From Dublin: Review of NORA

by Lynn on October 11, 2017

in The Passionate Playgoer

At the Project Arts Theatre, Dublin, Ireland

Written by Belinda McKeon
In Collaboration with Annie Ryan
After A Doll’s House by Henrik Ibsen
Directed by Eoghan Carrick
Set by Paul O’Mahony
Lighting by Sarah Jane Shiels
Sound by Philip Stewart
Costumes by Katie Crowley
Cast: Venetia Bowe
Declan Conlon
Peter Gaynor
Chris McHallem
Clare Perkins
Annie Ryan

People are certainly intrigued by A Doll’s House, Ibsen’s masterpiece that he wrote in 1879. An examination of what happens to Nora 15 years after she slammed the door and left her husband just closed on Broadway, under the title A Doll’s House, Part II. Now the wonderful Irish company The Corn Exchange has commissioned a play, Nora, that looks at the play but from the point of view from 2025.

In Nora by Belinda McKeon, we are in an unnamed modern country.
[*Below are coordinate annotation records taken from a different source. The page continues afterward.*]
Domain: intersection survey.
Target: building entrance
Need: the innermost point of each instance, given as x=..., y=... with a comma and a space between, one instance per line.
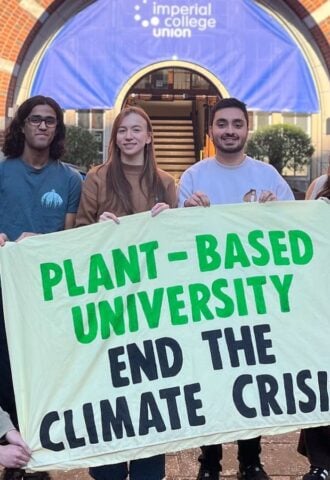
x=178, y=101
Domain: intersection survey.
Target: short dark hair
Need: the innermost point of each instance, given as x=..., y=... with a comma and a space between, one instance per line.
x=14, y=137
x=229, y=103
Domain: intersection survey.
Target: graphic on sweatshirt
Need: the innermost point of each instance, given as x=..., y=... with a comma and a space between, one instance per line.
x=51, y=199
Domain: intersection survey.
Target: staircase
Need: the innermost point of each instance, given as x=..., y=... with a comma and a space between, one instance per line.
x=174, y=144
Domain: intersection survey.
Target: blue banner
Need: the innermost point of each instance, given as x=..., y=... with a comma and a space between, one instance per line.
x=103, y=46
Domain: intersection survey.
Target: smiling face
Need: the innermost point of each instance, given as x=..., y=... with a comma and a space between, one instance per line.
x=39, y=137
x=229, y=130
x=132, y=136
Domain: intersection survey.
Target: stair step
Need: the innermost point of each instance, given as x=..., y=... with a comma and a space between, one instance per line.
x=175, y=161
x=174, y=154
x=174, y=144
x=170, y=121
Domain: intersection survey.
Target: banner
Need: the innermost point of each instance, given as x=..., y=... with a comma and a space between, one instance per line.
x=110, y=44
x=198, y=326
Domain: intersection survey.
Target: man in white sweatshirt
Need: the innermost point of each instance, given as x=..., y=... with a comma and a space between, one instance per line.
x=231, y=177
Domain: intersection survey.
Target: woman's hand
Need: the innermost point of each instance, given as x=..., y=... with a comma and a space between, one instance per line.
x=106, y=216
x=197, y=199
x=17, y=453
x=159, y=207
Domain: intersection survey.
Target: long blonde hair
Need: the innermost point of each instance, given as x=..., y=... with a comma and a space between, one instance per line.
x=119, y=188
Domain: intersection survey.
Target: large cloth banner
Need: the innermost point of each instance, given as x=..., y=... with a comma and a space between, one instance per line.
x=198, y=326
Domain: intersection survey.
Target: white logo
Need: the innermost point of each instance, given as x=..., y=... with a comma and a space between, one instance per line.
x=178, y=21
x=51, y=200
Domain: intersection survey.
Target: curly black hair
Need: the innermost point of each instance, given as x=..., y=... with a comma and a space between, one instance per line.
x=14, y=137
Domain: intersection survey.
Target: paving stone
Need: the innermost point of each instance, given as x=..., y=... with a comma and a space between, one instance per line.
x=279, y=456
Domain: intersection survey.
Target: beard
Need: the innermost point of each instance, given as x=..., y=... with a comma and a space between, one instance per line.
x=235, y=148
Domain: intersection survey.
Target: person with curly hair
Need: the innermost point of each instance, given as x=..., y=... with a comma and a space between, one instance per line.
x=39, y=194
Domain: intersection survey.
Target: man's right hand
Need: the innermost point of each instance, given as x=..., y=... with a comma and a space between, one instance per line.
x=3, y=239
x=197, y=199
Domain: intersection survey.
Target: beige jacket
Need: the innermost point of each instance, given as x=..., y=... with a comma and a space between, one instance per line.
x=5, y=423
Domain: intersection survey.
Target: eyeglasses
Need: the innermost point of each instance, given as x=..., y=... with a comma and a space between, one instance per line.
x=36, y=121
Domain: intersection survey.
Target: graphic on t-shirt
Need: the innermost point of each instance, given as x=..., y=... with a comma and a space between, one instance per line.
x=51, y=199
x=250, y=196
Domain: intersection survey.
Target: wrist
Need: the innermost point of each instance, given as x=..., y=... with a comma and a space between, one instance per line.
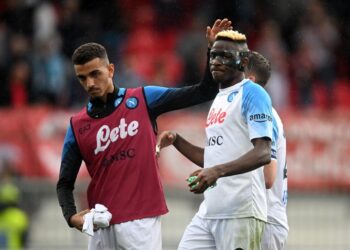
x=175, y=137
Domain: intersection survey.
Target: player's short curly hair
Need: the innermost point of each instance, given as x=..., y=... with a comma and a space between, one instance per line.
x=233, y=35
x=88, y=52
x=259, y=66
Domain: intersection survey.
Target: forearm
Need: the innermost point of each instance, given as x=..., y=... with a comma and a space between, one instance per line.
x=66, y=199
x=270, y=172
x=190, y=151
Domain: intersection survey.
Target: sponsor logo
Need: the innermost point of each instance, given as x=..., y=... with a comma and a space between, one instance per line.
x=215, y=140
x=132, y=102
x=84, y=129
x=105, y=136
x=215, y=117
x=231, y=96
x=119, y=156
x=260, y=117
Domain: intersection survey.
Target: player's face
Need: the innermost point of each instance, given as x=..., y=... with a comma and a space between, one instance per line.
x=223, y=57
x=96, y=77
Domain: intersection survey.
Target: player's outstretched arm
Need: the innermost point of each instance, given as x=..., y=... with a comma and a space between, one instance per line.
x=270, y=172
x=190, y=151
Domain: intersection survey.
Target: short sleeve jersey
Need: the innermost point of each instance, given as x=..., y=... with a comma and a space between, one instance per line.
x=238, y=115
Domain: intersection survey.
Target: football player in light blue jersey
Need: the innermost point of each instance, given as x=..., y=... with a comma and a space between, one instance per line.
x=238, y=143
x=276, y=230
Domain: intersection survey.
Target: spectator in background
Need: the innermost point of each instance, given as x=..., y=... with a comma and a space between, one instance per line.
x=50, y=72
x=314, y=62
x=270, y=44
x=19, y=81
x=13, y=220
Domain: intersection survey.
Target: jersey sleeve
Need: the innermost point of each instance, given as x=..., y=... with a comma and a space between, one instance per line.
x=275, y=134
x=70, y=165
x=257, y=111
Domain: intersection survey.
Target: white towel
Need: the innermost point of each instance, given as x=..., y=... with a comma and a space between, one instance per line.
x=98, y=217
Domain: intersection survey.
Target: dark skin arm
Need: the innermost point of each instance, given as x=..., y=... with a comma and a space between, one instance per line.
x=259, y=156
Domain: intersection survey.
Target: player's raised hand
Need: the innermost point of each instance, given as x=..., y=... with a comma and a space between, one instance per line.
x=219, y=25
x=77, y=220
x=166, y=138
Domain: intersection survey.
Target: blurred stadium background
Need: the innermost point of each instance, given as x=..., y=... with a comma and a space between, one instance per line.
x=162, y=42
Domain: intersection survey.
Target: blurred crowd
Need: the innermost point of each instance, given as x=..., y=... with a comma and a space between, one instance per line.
x=162, y=42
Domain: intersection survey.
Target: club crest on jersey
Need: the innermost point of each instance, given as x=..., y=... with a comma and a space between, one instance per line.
x=132, y=102
x=260, y=117
x=231, y=96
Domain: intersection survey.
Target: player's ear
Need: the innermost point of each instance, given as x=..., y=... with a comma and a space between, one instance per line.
x=244, y=62
x=111, y=70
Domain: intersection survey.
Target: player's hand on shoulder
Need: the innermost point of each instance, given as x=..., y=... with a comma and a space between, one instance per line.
x=219, y=25
x=165, y=139
x=77, y=220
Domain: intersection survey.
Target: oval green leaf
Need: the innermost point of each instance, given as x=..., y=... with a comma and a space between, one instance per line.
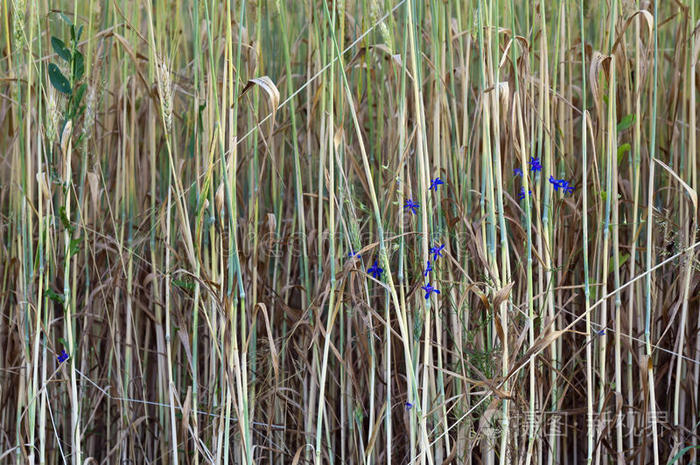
x=58, y=80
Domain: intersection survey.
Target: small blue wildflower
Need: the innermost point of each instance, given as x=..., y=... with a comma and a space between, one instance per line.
x=429, y=290
x=568, y=188
x=375, y=270
x=555, y=182
x=412, y=206
x=436, y=182
x=521, y=196
x=437, y=251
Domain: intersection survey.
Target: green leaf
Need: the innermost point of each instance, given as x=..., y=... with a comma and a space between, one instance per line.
x=66, y=19
x=64, y=219
x=621, y=152
x=78, y=66
x=625, y=123
x=60, y=48
x=58, y=80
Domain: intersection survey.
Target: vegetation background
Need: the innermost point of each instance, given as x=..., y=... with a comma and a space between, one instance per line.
x=185, y=187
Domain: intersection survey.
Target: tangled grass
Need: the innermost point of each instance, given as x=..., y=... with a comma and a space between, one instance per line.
x=208, y=254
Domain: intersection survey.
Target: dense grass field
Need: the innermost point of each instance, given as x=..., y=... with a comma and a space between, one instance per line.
x=349, y=232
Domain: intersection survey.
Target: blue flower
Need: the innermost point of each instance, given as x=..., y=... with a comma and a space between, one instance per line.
x=429, y=290
x=568, y=188
x=375, y=270
x=437, y=251
x=436, y=182
x=412, y=206
x=564, y=184
x=555, y=182
x=521, y=196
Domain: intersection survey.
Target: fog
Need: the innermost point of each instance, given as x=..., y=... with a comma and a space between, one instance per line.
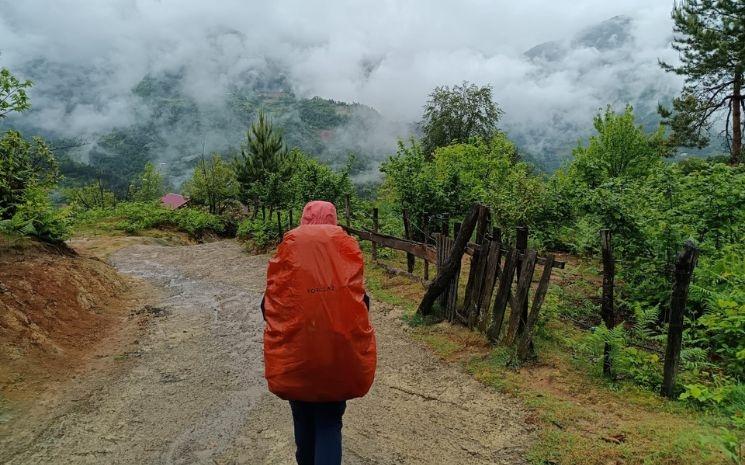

The rules are rigid concerning women. They can’t hold equal footing in business with their husbands. In Nora and her husband Turlough’s business he is the boss. However they started the business—an art gallery—together. Turlough was ill for some of the early days and Nora did a deal that clinched their success. Now that deal is coming back to haunt them. The climate is awful. People have to take shots to be healthy. They can’t be out in the rain. This is an interesting tangent to the story.

Appearance is everything in this arty world. Success is the only outcome. Paul O’Mahony has created a stark black and white set. The furniture is spare and black. The floor is white. There is a large white ‘painting’ in the back that could be a view of the harbor. Not sure. Nora wears all white. Everyone else where’s black. I love that irony for people who deal in art. Nora and her husband are hosting an important party and everything has to be perfect. Until unwanted guests arrive.

For some reason Belinda McKeon has divided Nora into two—as mother and her daughter Emmy. Emmy is 15 but is dressed for the party by her mother as if she’s 25, in a slinky black leather dress and high heeled shoes too unwieldy for the kid. It’s as if Nora is offering Emmy up for ogling.

The artistic director of The Corn Exchange is Annie Ryan, a smart director and terrific artistic director. She also plays Nora and that is a mistake. She’s hesitant, awkward and not at all comfortable in her skin. The rest of the cast is fine. Eoghan Carrick has directed this with lots of space between characters to focus on how distant they are in reality. That can be a bit dodgy at times.

Setting this in an art world somehow does not have the power and force of a more substantial world such as the banking world of the original. And dividing Nora in two between herself and her daughter doesn’t work either because it introduces the creepy world of sexual predators (one of Nora’s friends has his eye on Emmy and Emmy’s parents are not interested in knowing) that seems to be tacked on and when it requires its own play, it seems to me.

Nora is part of the Dublin Theatre Festival and plays until Oct. 15.